Posting to Autocat
I recently read the article “Big Data Meets the Bard” in the Financial Times (freely-available) http://www.ft.com/intl/cms/s/2/fb67c556-d36e-11e2-b3ff-00144feab7de.html#axzz2WDkbftz3. The article begins “Here’s some advice for bibliophiles with teetering piles of books and not enough hours in the day: don’t read them. Instead, feed the books into a computer program and make graphs, maps and charts: it is the best way to get to grips with the vastness of literature.”
This article led me to find a video of one of the people mentioned, Franco Moretti, where he discussed what he was doing and why. http://vimeo.com/11869895 It intrigued me and so I decided to try something myself. In the autocat listserv, there is “metadata” to each posting: who wrote it, when, length of message and topic. I have taken the metadata from the beginning of this year, put it in a spreadsheet, and played with it in different ways.
The line length of the average post is 70.89 and the median length is 60.
The top 10 longest posters (i.e. the total lines within all of their messages) were:
|J. McRee Elrod||14117|
|john g marr||7387|
|Mark K. Ehlert||6005|
Of course, these message lengths include any quoting from other messages.
Here are some word clouds I made with “Word It Out” http://worditout.com. They are only png images and do not function.

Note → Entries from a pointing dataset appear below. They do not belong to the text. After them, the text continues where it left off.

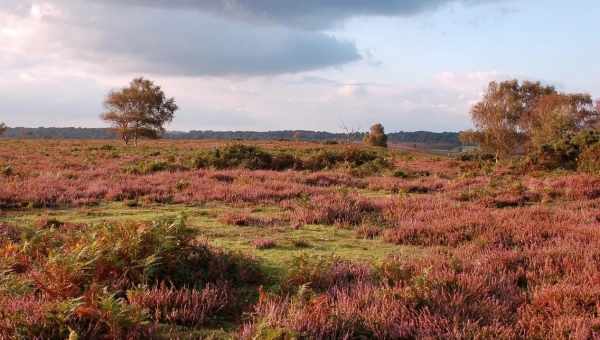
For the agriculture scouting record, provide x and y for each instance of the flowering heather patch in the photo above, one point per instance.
(340, 209)
(479, 250)
(264, 243)
(59, 280)
(187, 307)
(245, 219)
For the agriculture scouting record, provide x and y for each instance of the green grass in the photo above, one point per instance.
(321, 240)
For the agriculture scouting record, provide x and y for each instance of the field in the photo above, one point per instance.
(286, 240)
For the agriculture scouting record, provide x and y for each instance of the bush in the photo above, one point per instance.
(63, 280)
(254, 158)
(376, 137)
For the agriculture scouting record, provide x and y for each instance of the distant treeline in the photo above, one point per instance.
(419, 137)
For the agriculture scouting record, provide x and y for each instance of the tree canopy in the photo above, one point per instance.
(139, 111)
(516, 117)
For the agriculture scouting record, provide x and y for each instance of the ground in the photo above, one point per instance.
(340, 235)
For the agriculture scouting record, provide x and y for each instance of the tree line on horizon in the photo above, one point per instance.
(512, 119)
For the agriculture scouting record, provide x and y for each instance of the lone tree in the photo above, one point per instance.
(518, 117)
(376, 137)
(140, 110)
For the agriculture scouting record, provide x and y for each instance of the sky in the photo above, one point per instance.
(334, 65)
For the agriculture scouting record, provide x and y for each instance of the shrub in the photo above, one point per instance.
(376, 137)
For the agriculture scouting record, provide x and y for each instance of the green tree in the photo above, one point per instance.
(376, 136)
(516, 117)
(139, 111)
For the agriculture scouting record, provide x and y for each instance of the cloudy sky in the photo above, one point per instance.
(289, 64)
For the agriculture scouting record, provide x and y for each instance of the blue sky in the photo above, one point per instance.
(274, 64)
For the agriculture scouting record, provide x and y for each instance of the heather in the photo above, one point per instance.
(106, 241)
(115, 280)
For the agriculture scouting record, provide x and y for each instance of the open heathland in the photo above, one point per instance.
(291, 240)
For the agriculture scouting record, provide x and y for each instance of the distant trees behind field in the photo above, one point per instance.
(552, 128)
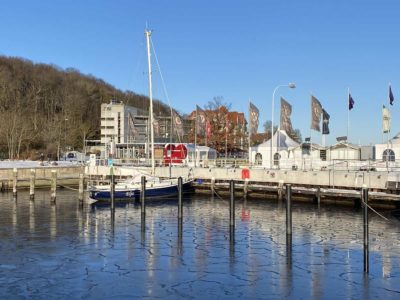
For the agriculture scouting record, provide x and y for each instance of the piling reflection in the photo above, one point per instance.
(322, 257)
(180, 237)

The first shows people by number of postings
To get a decent result, I deleted all spacing and commas in each person’s name.
The second wordcloud gives topics by number of postings
In this case, I replaced spaces with the underline, and I am not so sure how the result is, but the basic “information” is discernible. I’ve just thought that it would be better to delete all “Re:” in the message titles, but I’ve done enough!
Once again, this relates to messages from the beginning of 2013.